Deal could save Seton, O’Connor hospitals
A New York-based private investment firm has agreed to take over a Los Altos Hills-based hospital chain with four locations in the Bay Area.
A New York-based private investment firm has agreed to take over a Los Altos Hills-based hospital chain with four locations in the Bay Area.
A New York-based private investment firm has agreed to take over a Los Altos Hills-based hospital chain with four locations in the Bay Area, hospital officials announced Friday.
BlueMountain Capital Management plans to provide $250 million to Daughters of Charity Health System’s six hospitals and medical foundation, which will continue to operate as nonprofits.
The health system, which formed in 2002, provides free or low-cost healthcare services to the needy at the 125-year-old O’Connor Hospital in San Jose, Saint Louise Regional Hospital in Gilroy, Seton Medical Center in Daly City and Seton Coastside in Moss Beach.
It also has hospitals in Southern California at St. Francis Medical Center in Lynwood and St. Vincent Medical Center in Los Angeles.
The transaction still needs to be reviewed and approved by the state Attorney General Kamala Harris before it is finalized.
Daughters of Charity started looking for a buyer last year because it was losing $10 million a month.
The investment firm is also sponsoring Integrity Healthcare, an entity that it owns, to take over management and daily operations of the health system and its hospitals.
As part of the deal, the health system’s board of directors would have to turn over its power to an independent board of directors.
BlueMountain will have the option of buying the health system after three years.
The board of directors for the health system and at each hospital unanimously approved the transaction to BlueMountain, health system officials said.
Robert Issai, president and CEO of the health system, said in a statement, “In evaluating candidates to manage the hospitals, our priority was to seek the strongest bidder who could provide the greatest long-term financial stability while honoring the obligations to our associates, physicians, retirees and other constituents:
“The transaction represents an extremely attractive opportunity for DCHS, allowing it to continue its operations and mission as a non-profit system with the support and backing of strong and well-qualified partner organizations. We are extremely excited by today’s announcement.”
The health system will seek to keep the same pension benefits former and current hospital workers, Issai said.
Pension and retirement plans classified as “church plans” would be subject to the Employee Retirement Income Security Act of 1974, health system officials said.

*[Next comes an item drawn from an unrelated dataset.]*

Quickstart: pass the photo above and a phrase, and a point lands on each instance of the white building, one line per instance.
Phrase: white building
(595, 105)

In a statement, BlueMountain said:
“We are excited to provide substantial expertise and financial capital to DCHS, positioning the hospitals to meet the evolving health care needs of the region. We look forward to working with the DCHS family of physicians, employees and all stakeholders to strengthen the hospitals for the betterment of these communities.”
Prime Healthcare Services, a hospital chain based in Ontario, a city in San Bernardino County, had agreed to purchase the health system for $843 million last October. However, the company withdrew its offer in March citing “burdensome and restrictive” conditions imposed by state Attorney General Kamala Harris, which included maintaining most of the hospitals’ current services for 10 years.
Under state law, Harris had to approve the sale because the transaction was from a non-profit corporation to a for-profit company.
SEIU-United Health Care Workers West, a union representing 2,600 medical workers in the charity’s six hospitals, opposed the former sale to Prime Healthcare because they feared the chain would impose layoffs, reduce services and make other reductions.
The union was supportive of a bid from Blue Wolf Capital, a private equity firm based in New York, which offered to provide $300 million in capital improvements, health system officials said.
But health system officials said Blue Wolf’s offer was not a real bid but an annual management contract, in which its executives would run the hospitals for $24 million a year. The equity firm did not guarantee to take over employee pension liabilities, while Prime did, officials said.
In a statement Friday union president Dave Regan said, “We had a much stronger grasp of the Blue Wolf bid and were confident it protected critical health services for local communities, the essence of Daughters of Charity’s mission for more than 100 years. … We are anxious to see the details of the Blue Mountain proposal so we can understand what commitments they make to ensure the community receives the best possible healthcare.”
The California Nurses Association, which is based in Oakland and represents about 1,800 nurses across the six hospitals, said it is calling on the health system and BlueMountain:
… “to keep open all the hospitals, retain current patient services, and honor the collective bargaining rights and current standards for DCHS employees.”
Association co-president Malinda Markowitz said in a statement:
“We encourage the Attorney General to conduct a rigorous review to assure preservation of hospital and patient care services for the largely underserved communities that have long depended on Daughters of Charity hospitals for the critical care they need.”
Santa Clara County offered to purchase the San Jose and Gilroy hospitals last year but health system officials said the bid did not assume pension liabilities that would have forced the nonprofit to file for bankruptcy before the sale.
Seton Medical Center in Daly City, which has been running for more than 100 years, employs about 1,200 city residents, Daly City City Councilman David Canepa said:
“If this deal did not happen there was a high probability that Seton Medical Center would’ve closed.”
Canepa urged Harris to approve the transaction as soon as possible.